Don't worry. I've told him several times that I just want to be friends and I don't want to move to California and I don't want him to move here. I don't know if he thinks I'm just kidding, or if he thinks he can wear me down. He can't. If you know me at all, you know that I don't pull any punches. Most guys I know tell me they appreciate my brutal honesty (personally, I prefer to think of my honesty as refreshing). I try really hard not to hurt anyone's feelings, but I also don't think I'm doing anyone any favors by leading them on.

You may be wondering why I don't just tell him to fuck off. I may have to eventually, but first I'd like to see if we can establish a friendship. I like him as a person, I just would never date him. He told me he wasn't afraid to admit that he was lonely and wanted to be in a relationship. I think it's great that he's open about that. He seems to think of me as instant girlfriend just add water, because we dated over twenty years ago, and he loved me back then. I'm a much different person than I was in my late teens and early twenties (thank god), and he may not like the less needy, fucked-up version of myself.

As I've mentioned before, my biggest problem with him is the fact that he doesn't take an active part in his son's life. I've asked him about it several times and he gives me all these lame-ass excuses about how he can't see his son without his ex trying to get back with him. He also doesn't have a car and can't drive the hour to see him. Why would I ever have a child with someone who isn't accountable for his first kid? You can't keep having children and ditching them when it isn't convenient, until you get it right. It's such a strange concept to me.

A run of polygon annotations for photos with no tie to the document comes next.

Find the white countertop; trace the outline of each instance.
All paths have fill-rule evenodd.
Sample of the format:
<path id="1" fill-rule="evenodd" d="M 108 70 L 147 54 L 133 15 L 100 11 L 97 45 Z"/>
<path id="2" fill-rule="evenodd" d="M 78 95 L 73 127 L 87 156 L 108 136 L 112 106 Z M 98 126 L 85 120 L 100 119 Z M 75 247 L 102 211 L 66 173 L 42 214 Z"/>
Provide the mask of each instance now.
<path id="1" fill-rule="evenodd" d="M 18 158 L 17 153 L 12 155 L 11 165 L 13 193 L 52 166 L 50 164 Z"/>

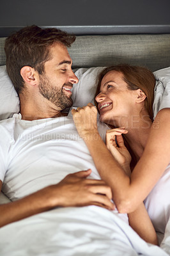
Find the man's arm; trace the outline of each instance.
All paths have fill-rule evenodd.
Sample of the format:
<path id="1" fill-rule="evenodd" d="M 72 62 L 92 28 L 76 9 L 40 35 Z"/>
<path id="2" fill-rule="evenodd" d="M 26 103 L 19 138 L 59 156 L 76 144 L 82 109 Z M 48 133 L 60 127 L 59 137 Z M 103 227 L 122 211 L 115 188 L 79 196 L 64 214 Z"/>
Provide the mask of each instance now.
<path id="1" fill-rule="evenodd" d="M 0 227 L 56 207 L 95 205 L 112 210 L 111 188 L 102 180 L 86 179 L 91 170 L 66 176 L 22 199 L 0 205 Z M 0 180 L 0 191 L 3 182 Z"/>

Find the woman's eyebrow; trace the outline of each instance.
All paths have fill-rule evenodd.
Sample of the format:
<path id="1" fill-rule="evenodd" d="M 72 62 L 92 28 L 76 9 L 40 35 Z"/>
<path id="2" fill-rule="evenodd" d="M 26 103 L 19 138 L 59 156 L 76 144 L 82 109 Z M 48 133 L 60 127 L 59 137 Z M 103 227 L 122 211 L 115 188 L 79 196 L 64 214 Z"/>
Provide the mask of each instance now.
<path id="1" fill-rule="evenodd" d="M 68 64 L 70 65 L 72 64 L 72 61 L 69 61 L 69 60 L 63 60 L 62 61 L 59 62 L 59 65 L 62 65 L 62 64 Z"/>
<path id="2" fill-rule="evenodd" d="M 114 82 L 114 81 L 113 81 L 113 80 L 110 80 L 110 81 L 108 81 L 107 82 L 106 82 L 104 85 L 103 85 L 103 87 L 105 87 L 107 84 L 109 84 L 109 83 L 114 83 L 114 84 L 116 84 L 116 82 Z"/>

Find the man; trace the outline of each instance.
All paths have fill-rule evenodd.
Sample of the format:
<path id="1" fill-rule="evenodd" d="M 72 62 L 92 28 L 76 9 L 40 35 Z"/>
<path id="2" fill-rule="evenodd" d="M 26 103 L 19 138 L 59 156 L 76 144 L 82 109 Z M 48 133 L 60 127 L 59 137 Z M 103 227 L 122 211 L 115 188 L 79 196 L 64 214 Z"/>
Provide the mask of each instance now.
<path id="1" fill-rule="evenodd" d="M 60 30 L 36 26 L 25 28 L 6 40 L 6 68 L 19 95 L 20 111 L 0 123 L 0 190 L 12 201 L 0 205 L 0 227 L 35 216 L 24 220 L 24 226 L 19 223 L 26 230 L 27 246 L 22 233 L 17 239 L 17 242 L 22 239 L 20 244 L 13 241 L 17 223 L 9 229 L 8 226 L 0 229 L 1 253 L 19 255 L 29 251 L 31 244 L 31 255 L 40 255 L 40 250 L 36 251 L 39 247 L 45 255 L 52 244 L 54 255 L 70 256 L 75 243 L 73 255 L 91 255 L 91 252 L 93 255 L 103 255 L 102 252 L 112 255 L 114 250 L 118 255 L 129 255 L 148 251 L 148 255 L 155 256 L 155 248 L 148 248 L 127 225 L 127 214 L 101 210 L 114 209 L 111 188 L 100 179 L 72 118 L 63 112 L 72 106 L 71 89 L 78 82 L 66 49 L 74 40 L 75 36 Z M 103 125 L 103 137 L 106 129 Z M 90 179 L 85 179 L 89 175 Z M 91 205 L 101 207 L 72 207 Z M 58 207 L 67 207 L 68 211 L 63 208 L 56 211 Z M 50 209 L 53 211 L 49 214 Z M 42 215 L 37 214 L 42 212 L 46 212 L 42 219 L 46 220 L 50 215 L 52 224 L 49 228 L 49 222 L 46 225 Z M 36 216 L 38 221 L 35 221 Z M 50 236 L 42 236 L 43 232 L 52 232 L 52 241 Z M 64 241 L 66 239 L 64 244 L 63 234 Z M 73 237 L 70 239 L 71 234 Z M 85 248 L 82 243 L 84 238 Z M 8 251 L 4 244 L 8 239 L 12 242 Z"/>
<path id="2" fill-rule="evenodd" d="M 81 170 L 76 164 L 70 170 L 66 153 L 65 172 L 61 167 L 62 173 L 56 174 L 55 150 L 61 145 L 55 141 L 62 134 L 55 128 L 59 122 L 70 122 L 61 111 L 72 106 L 71 89 L 78 82 L 66 48 L 75 39 L 54 28 L 32 26 L 6 40 L 6 68 L 20 112 L 1 124 L 0 189 L 13 202 L 0 205 L 0 227 L 57 206 L 114 208 L 110 188 L 85 179 L 91 170 L 69 174 Z"/>

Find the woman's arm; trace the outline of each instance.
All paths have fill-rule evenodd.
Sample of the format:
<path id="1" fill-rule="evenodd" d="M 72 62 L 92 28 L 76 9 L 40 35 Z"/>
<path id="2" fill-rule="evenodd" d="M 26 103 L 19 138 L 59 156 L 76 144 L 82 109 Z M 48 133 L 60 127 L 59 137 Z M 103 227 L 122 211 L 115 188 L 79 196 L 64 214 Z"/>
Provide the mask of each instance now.
<path id="1" fill-rule="evenodd" d="M 110 178 L 107 184 L 112 188 L 119 212 L 129 213 L 135 211 L 169 162 L 170 118 L 167 116 L 170 116 L 170 109 L 162 109 L 157 115 L 144 153 L 130 179 L 113 159 L 98 134 L 96 108 L 89 104 L 79 111 L 73 109 L 72 114 L 77 131 L 88 147 L 101 178 L 105 182 L 108 177 Z"/>
<path id="2" fill-rule="evenodd" d="M 120 163 L 126 173 L 130 177 L 130 164 L 132 157 L 125 146 L 121 136 L 122 134 L 127 132 L 128 131 L 125 130 L 124 127 L 107 130 L 105 143 L 112 156 Z M 109 179 L 110 177 L 108 177 L 108 179 Z M 128 213 L 128 216 L 130 225 L 141 238 L 147 243 L 158 244 L 156 232 L 143 203 L 135 211 Z"/>

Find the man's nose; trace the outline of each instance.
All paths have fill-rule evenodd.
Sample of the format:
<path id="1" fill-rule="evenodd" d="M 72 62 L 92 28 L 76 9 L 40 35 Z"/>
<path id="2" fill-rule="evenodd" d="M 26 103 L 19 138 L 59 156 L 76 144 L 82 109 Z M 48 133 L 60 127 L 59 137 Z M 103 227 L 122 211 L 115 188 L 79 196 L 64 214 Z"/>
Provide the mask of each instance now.
<path id="1" fill-rule="evenodd" d="M 70 81 L 73 84 L 77 84 L 79 82 L 79 79 L 77 77 L 73 71 L 72 71 L 72 75 L 70 76 Z"/>

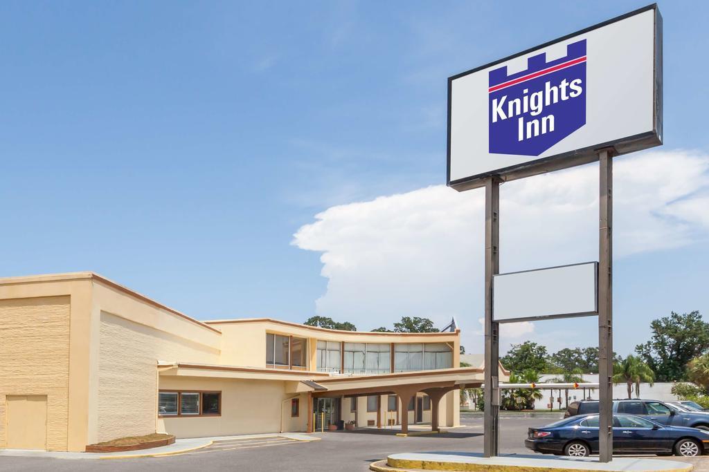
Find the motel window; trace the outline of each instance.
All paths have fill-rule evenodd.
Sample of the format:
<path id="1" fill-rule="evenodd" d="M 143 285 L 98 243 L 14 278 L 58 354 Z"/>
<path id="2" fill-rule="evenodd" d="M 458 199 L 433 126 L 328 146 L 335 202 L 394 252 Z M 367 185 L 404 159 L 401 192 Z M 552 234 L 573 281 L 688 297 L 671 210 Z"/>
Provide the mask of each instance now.
<path id="1" fill-rule="evenodd" d="M 177 392 L 160 392 L 157 413 L 161 416 L 177 415 Z"/>
<path id="2" fill-rule="evenodd" d="M 333 341 L 318 341 L 317 369 L 320 372 L 340 374 L 340 343 Z"/>
<path id="3" fill-rule="evenodd" d="M 184 392 L 180 394 L 179 410 L 182 415 L 199 414 L 199 393 Z"/>
<path id="4" fill-rule="evenodd" d="M 221 393 L 204 392 L 202 393 L 202 414 L 218 415 L 220 410 Z"/>
<path id="5" fill-rule="evenodd" d="M 159 416 L 218 416 L 221 415 L 221 392 L 160 391 Z"/>
<path id="6" fill-rule="evenodd" d="M 308 340 L 266 333 L 266 364 L 272 366 L 308 366 Z"/>
<path id="7" fill-rule="evenodd" d="M 391 345 L 364 343 L 345 343 L 345 373 L 355 375 L 391 372 Z"/>
<path id="8" fill-rule="evenodd" d="M 297 367 L 308 366 L 308 340 L 304 338 L 293 338 L 291 343 L 291 358 L 293 365 Z"/>
<path id="9" fill-rule="evenodd" d="M 452 364 L 453 352 L 444 343 L 397 344 L 394 347 L 394 370 L 397 372 L 450 369 Z"/>

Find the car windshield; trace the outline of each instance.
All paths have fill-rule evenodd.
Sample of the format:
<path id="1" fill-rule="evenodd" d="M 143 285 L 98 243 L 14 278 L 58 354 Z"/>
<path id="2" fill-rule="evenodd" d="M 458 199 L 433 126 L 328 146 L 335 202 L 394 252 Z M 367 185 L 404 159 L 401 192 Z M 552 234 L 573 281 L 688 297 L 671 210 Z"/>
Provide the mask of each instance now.
<path id="1" fill-rule="evenodd" d="M 586 419 L 579 423 L 579 425 L 584 427 L 598 427 L 598 416 L 596 415 L 586 417 Z"/>
<path id="2" fill-rule="evenodd" d="M 564 425 L 576 421 L 578 419 L 578 417 L 572 416 L 570 418 L 564 418 L 562 420 L 559 420 L 559 421 L 554 421 L 553 423 L 549 423 L 544 427 L 557 427 L 559 426 L 564 426 Z"/>
<path id="3" fill-rule="evenodd" d="M 618 422 L 618 427 L 652 428 L 655 425 L 652 421 L 630 415 L 614 415 L 613 419 Z"/>
<path id="4" fill-rule="evenodd" d="M 695 403 L 693 401 L 683 402 L 682 405 L 685 407 L 689 407 L 690 408 L 693 408 L 697 411 L 701 411 L 703 410 L 701 405 L 699 405 L 698 403 Z"/>

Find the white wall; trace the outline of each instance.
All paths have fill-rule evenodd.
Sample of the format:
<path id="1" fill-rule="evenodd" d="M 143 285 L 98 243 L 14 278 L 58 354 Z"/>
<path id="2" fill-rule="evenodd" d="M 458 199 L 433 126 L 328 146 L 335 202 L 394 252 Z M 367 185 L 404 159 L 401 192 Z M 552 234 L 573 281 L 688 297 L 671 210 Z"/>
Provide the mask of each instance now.
<path id="1" fill-rule="evenodd" d="M 535 409 L 536 410 L 545 410 L 547 409 L 547 404 L 549 403 L 549 398 L 550 396 L 550 393 L 548 389 L 544 388 L 544 382 L 549 381 L 553 379 L 557 378 L 556 375 L 542 375 L 540 376 L 540 383 L 539 388 L 544 394 L 544 398 L 542 400 L 538 400 L 535 403 Z M 584 374 L 584 380 L 589 383 L 596 384 L 598 381 L 598 375 L 597 374 Z M 583 384 L 581 384 L 582 386 Z M 640 398 L 644 398 L 646 400 L 659 400 L 661 401 L 676 401 L 678 400 L 677 397 L 672 395 L 671 391 L 672 386 L 674 385 L 672 382 L 661 382 L 657 383 L 652 387 L 647 384 L 640 384 Z M 566 405 L 566 402 L 564 401 L 564 390 L 562 390 L 562 408 Z M 574 396 L 576 398 L 574 398 Z M 587 388 L 586 390 L 586 398 L 590 398 L 592 400 L 598 399 L 598 390 L 594 389 L 591 391 Z M 557 398 L 559 396 L 559 390 L 554 390 L 554 408 L 558 408 L 559 403 L 557 402 Z M 584 399 L 584 389 L 583 388 L 579 388 L 577 390 L 569 390 L 569 396 L 571 398 L 569 400 L 569 403 L 574 401 L 574 400 L 583 400 Z M 619 384 L 618 385 L 613 386 L 613 398 L 627 398 L 627 387 L 625 384 Z M 632 398 L 635 398 L 635 386 L 633 386 Z"/>

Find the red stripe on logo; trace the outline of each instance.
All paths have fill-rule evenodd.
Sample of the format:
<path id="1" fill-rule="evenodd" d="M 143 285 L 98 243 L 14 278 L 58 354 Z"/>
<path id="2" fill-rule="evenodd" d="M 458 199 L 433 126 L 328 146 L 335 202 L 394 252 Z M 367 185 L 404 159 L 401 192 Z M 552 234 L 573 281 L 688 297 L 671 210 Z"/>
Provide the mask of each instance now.
<path id="1" fill-rule="evenodd" d="M 584 56 L 583 57 L 578 57 L 576 59 L 571 59 L 566 62 L 562 62 L 562 64 L 557 64 L 557 65 L 553 66 L 552 67 L 548 67 L 547 69 L 544 69 L 541 71 L 538 71 L 532 74 L 529 74 L 525 76 L 522 76 L 521 77 L 518 77 L 517 79 L 514 79 L 507 82 L 504 82 L 503 84 L 500 84 L 498 85 L 490 87 L 489 88 L 488 88 L 488 93 L 489 93 L 490 92 L 494 92 L 495 91 L 500 90 L 501 88 L 505 88 L 506 87 L 509 87 L 510 86 L 515 85 L 520 82 L 524 82 L 525 81 L 528 81 L 530 79 L 535 79 L 536 77 L 539 77 L 540 76 L 543 76 L 545 74 L 549 74 L 551 72 L 554 72 L 556 71 L 561 70 L 562 69 L 566 69 L 566 67 L 575 66 L 576 64 L 581 64 L 581 62 L 586 62 L 586 56 Z"/>

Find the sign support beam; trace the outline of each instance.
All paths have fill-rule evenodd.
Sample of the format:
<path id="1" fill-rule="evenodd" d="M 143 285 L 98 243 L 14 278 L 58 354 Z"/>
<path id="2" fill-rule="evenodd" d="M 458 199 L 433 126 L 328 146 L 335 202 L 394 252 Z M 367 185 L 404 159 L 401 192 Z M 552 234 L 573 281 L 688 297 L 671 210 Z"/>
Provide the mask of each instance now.
<path id="1" fill-rule="evenodd" d="M 500 325 L 493 320 L 493 276 L 500 272 L 500 179 L 485 179 L 485 402 L 484 455 L 499 453 L 500 410 L 498 367 L 500 358 Z"/>
<path id="2" fill-rule="evenodd" d="M 610 462 L 613 455 L 613 181 L 611 149 L 598 153 L 598 399 L 599 456 Z"/>

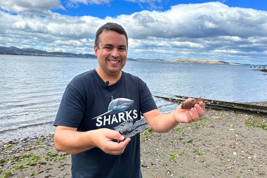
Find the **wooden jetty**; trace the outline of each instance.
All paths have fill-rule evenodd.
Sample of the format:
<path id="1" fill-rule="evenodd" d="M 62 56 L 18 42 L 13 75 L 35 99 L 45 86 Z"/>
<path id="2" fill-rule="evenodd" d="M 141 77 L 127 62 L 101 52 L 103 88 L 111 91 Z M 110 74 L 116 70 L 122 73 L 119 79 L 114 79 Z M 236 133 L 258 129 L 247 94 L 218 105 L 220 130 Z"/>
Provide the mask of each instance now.
<path id="1" fill-rule="evenodd" d="M 158 96 L 154 96 L 175 102 L 181 103 L 189 98 L 186 96 L 175 95 L 178 98 L 170 98 Z M 197 99 L 196 98 L 195 99 Z M 234 102 L 204 99 L 206 107 L 215 109 L 231 111 L 253 115 L 267 116 L 267 106 L 252 105 Z"/>
<path id="2" fill-rule="evenodd" d="M 262 69 L 264 69 L 265 68 L 265 66 L 257 66 L 257 65 L 250 65 L 249 68 L 257 68 L 258 69 L 260 69 L 261 68 Z"/>

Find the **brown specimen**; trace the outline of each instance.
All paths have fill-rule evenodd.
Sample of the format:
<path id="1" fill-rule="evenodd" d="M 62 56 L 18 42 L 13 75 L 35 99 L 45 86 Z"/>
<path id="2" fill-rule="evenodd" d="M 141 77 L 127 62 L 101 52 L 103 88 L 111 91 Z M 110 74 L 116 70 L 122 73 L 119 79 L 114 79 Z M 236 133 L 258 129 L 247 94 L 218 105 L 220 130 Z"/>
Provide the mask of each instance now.
<path id="1" fill-rule="evenodd" d="M 203 97 L 203 98 L 201 97 Z M 202 96 L 195 100 L 183 102 L 181 105 L 181 109 L 188 109 L 194 107 L 195 104 L 199 104 L 202 101 L 204 102 L 204 98 L 205 96 Z"/>

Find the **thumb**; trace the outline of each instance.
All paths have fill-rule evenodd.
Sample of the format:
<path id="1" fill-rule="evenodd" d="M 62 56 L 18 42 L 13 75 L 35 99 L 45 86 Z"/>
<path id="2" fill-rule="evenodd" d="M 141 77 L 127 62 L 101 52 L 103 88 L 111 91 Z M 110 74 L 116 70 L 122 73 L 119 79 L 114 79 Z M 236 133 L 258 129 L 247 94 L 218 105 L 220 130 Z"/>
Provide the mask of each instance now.
<path id="1" fill-rule="evenodd" d="M 109 133 L 109 134 L 108 136 L 110 138 L 115 139 L 119 141 L 123 141 L 125 138 L 123 136 L 121 135 L 120 133 L 116 130 L 112 130 L 112 132 L 110 132 Z"/>

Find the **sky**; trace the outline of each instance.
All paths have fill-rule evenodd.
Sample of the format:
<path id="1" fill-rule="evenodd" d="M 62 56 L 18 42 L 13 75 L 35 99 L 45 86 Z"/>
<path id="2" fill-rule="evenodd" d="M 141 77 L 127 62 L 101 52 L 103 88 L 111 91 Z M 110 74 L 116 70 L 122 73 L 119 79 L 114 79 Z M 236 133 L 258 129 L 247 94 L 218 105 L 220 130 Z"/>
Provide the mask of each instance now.
<path id="1" fill-rule="evenodd" d="M 0 46 L 94 54 L 108 22 L 129 58 L 267 64 L 266 0 L 0 0 Z"/>

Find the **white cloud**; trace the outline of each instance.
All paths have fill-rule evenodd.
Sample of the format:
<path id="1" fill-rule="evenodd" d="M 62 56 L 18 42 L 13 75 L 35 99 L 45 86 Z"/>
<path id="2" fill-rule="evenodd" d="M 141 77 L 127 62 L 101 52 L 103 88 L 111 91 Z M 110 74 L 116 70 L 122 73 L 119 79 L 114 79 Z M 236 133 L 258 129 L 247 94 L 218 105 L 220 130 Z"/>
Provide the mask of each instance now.
<path id="1" fill-rule="evenodd" d="M 221 60 L 230 57 L 244 61 L 267 57 L 266 11 L 230 7 L 217 2 L 180 4 L 165 11 L 143 11 L 101 19 L 53 12 L 51 8 L 63 8 L 59 0 L 36 1 L 0 1 L 0 46 L 93 54 L 95 32 L 111 22 L 127 31 L 129 57 Z M 70 1 L 85 4 L 109 1 Z"/>
<path id="2" fill-rule="evenodd" d="M 1 0 L 0 8 L 10 12 L 33 15 L 50 14 L 50 9 L 64 9 L 59 0 Z"/>

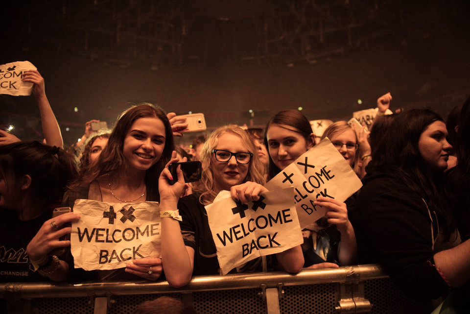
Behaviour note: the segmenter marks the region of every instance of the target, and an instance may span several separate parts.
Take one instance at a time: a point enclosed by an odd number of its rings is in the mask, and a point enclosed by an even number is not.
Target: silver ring
[[[54,220],[52,220],[50,222],[50,226],[52,227],[52,229],[53,229],[54,230],[59,230],[59,227],[57,226],[57,225],[55,224],[55,221]]]

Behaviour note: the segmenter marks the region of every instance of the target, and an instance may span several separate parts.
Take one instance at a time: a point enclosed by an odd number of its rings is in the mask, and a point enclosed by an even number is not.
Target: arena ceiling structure
[[[396,108],[430,105],[445,115],[470,93],[464,0],[2,5],[0,63],[33,62],[61,125],[78,133],[92,119],[112,124],[129,102],[204,112],[210,126],[262,126],[286,108],[312,120],[347,119],[387,92]],[[30,98],[18,105],[0,97],[0,124],[37,116]]]

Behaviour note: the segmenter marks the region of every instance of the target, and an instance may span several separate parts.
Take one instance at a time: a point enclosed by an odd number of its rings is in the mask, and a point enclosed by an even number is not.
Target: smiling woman
[[[242,203],[259,199],[259,194],[267,190],[261,185],[263,167],[257,152],[248,133],[236,125],[218,128],[205,143],[201,152],[201,180],[193,187],[193,194],[178,202],[183,221],[162,219],[162,255],[166,280],[171,286],[184,286],[193,274],[219,273],[217,251],[204,206],[224,190],[230,191],[232,197]],[[172,200],[161,206],[161,211],[174,210],[181,192],[171,193],[164,172],[159,180],[160,194]],[[304,264],[300,245],[278,253],[277,257],[281,266],[291,272],[300,270]],[[236,270],[261,270],[260,261],[251,261]]]
[[[63,204],[72,207],[79,198],[110,203],[159,201],[157,178],[173,149],[172,130],[163,110],[147,103],[131,107],[118,118],[107,145],[71,185]],[[129,263],[125,271],[154,280],[163,271],[157,257]],[[118,270],[98,271],[98,275],[132,278]]]

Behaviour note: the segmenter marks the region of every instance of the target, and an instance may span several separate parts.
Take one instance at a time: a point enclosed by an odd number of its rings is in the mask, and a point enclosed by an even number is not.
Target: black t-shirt
[[[13,211],[0,209],[0,281],[50,281],[34,271],[26,247],[44,221],[52,217],[52,210],[32,220],[24,221]]]

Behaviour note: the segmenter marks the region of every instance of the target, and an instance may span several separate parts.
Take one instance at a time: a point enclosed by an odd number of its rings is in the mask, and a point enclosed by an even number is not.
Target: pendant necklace
[[[115,198],[116,198],[118,201],[120,201],[121,202],[124,202],[125,203],[130,203],[131,202],[135,202],[135,201],[137,200],[138,199],[139,199],[139,198],[143,196],[145,194],[145,192],[147,192],[147,187],[146,186],[145,189],[143,190],[143,193],[142,193],[142,195],[137,197],[135,199],[133,199],[132,200],[130,200],[130,201],[125,201],[123,199],[121,199],[120,198],[119,198],[119,197],[115,195],[114,194],[114,193],[113,193],[113,190],[111,190],[111,181],[109,177],[109,173],[108,173],[108,186],[109,187],[109,192],[111,193],[111,195],[112,195]]]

He seems to be assuming that I'm as lonely as he is. I'm not. Of course, I'd love to find someone to be in a healthy committed relationship with, but it just may never happen for me. I'm content with my life the way it is. I've been single for so long, that I'm pretty good at it. I don't feel like the one thing I can't have is overshadowing everything else in my life. Neal doesn't believe me when I tell him that.

If he can't be my friend and get past thinking we're going to get back together, then I'll have to let him go. It would be a shame after recently finding him again, but if he doesn't listen to me, it won't be much of friendship anyway.

9 comments:

rel said...

Churlita,
Guys heads are wired differently. Duh!
It amazes me that guys and gals ever get on the same track, but it's so cool when they do.
rel

Brass Pear said...

You've got a good head on your shoulders!

DJSassafrass said...

You're so right--no need to be in a relationship just for the sake of being in one! And why doesn't he see his kid..I mean, I'm not crazy about getting around to having them, but I would certainly spend time with them--no matter what the siutation--if I had them.

Pamela said...

What's the blog entry title from?

Well, good for you for giving him a chance.

laura b. said...

I hope that he can come around to the idea of friendship and see things as they are now.
And I really hope he mans up and makes more of a commitment to his child.

j-dub said...

sometimes the common ground erodes over time until there's nothing left but two people shouting at each other from their own sandbars. Especially with exes, it seems.

sorry if that's the case. Hope it turns out better than it's started.

fringes said...

Great post. I don't have much beyond that.

Churlita said...

Rel,

Yeah, but I know lots of guys who still take care of their responsibilities...Like you.

Leo,

Thanks. You might get an argument about that from some who know me.

DJ,

I don't know. I think he thinks it's too hard to be a dad with a woman he doesn't want any part of it and wants to try again and do it better. I wish he'd just work at fixing what he already has. his poor son is going to have all kinds of abandonment issues if he doesn't.

Pamela,

It's from a song called "Put Your Money Where Your Mouth Is" by Jet.

LauraB.,

Yeah, I'd like for us to be friends, but I think it's way more important that he works on his relationship with his son.

JWilliam,

I hope we can work at being friends. I'll see how it goes the next couple times we speak and then go from there. If we have to shout from sandbars, it'll never work. I'm not much of a yeller.

FRinges,

Thanks.

Claire said...

That's why I try never to break the gold rule of never going back but always moving forward. What you left behind will never be revisted because it usually will always have changed and those fantasies you had of how if used to be will be terribly altered.